Requirements for making follow-on offering of a public company in Vietnam
According to the new regulations passed by the National Assembly on the field of securities, what requirements must a public company making follow-on offering meet?
Requirements for making follow-on offering of a public company in Vietnam (Image from the Internet)
Pursuant to Clause 2, Article 15 of the Securities Law 2019 (Effective January 1, 2021) stipulating requirements for making follow-on offering of a public company:
- The contributed charter capital is at least 30 billion VND on the offering date according to the accounting books;
- There is a plan for issuance and use of capital generated by the offering ratified by the General Meeting of Shareholders;
- The issuer is not undergoing criminal prosecution and does not have any unspent conviction for economic crimes;
- The offering is consulted by a securities company, unless the issuer is already a securities company;
- The issuer has a commitment to have its shares listed or registered on the securities trading system after the end of the offering;
- The issuer has an escrow account to receive payments for the offered shares.

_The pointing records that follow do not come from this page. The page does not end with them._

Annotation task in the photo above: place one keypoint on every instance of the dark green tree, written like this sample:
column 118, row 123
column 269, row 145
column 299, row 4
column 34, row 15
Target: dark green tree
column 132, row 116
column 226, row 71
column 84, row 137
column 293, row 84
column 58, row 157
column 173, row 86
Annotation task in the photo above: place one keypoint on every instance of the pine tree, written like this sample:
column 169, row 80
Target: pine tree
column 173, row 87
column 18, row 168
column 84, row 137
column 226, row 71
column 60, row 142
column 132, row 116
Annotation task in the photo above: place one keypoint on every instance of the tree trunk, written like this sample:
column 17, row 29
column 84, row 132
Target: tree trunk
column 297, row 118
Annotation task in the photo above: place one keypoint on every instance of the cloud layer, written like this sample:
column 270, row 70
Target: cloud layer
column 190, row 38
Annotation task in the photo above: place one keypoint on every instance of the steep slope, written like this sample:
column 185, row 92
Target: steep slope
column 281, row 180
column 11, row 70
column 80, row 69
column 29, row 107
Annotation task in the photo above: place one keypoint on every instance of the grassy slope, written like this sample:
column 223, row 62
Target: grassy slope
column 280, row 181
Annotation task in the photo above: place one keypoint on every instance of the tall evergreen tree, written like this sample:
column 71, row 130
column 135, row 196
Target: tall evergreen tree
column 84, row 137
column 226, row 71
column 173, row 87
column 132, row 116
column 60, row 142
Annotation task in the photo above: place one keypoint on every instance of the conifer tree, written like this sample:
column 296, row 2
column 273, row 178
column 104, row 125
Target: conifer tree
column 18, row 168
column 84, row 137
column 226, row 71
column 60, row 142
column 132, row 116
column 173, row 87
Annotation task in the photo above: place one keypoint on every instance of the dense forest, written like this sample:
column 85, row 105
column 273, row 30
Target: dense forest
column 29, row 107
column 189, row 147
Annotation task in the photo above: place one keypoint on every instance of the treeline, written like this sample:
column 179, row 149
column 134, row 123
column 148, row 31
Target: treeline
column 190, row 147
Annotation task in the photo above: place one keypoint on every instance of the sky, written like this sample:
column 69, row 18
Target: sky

- The company has profit in the preceding year and has no accumulated loss on the offering date;
- The value of the new shares does not exceed the total value of shares outstanding at their face value, unless there is a commitment to buy all of the shares of the issuer for reselling or to buy all of the unsold shares of the issuer, shares issued to raise more capital from equity, shares issued for swapping, consolidation or acquisition of enterprises;
- If the public offering is meant to raise capital to execute a project of the issuer, at least 70% of the offered shares must be sold to the investors. The issuer shall have a plan to make up for the shortage in case the capital generated by the offering is inadequate.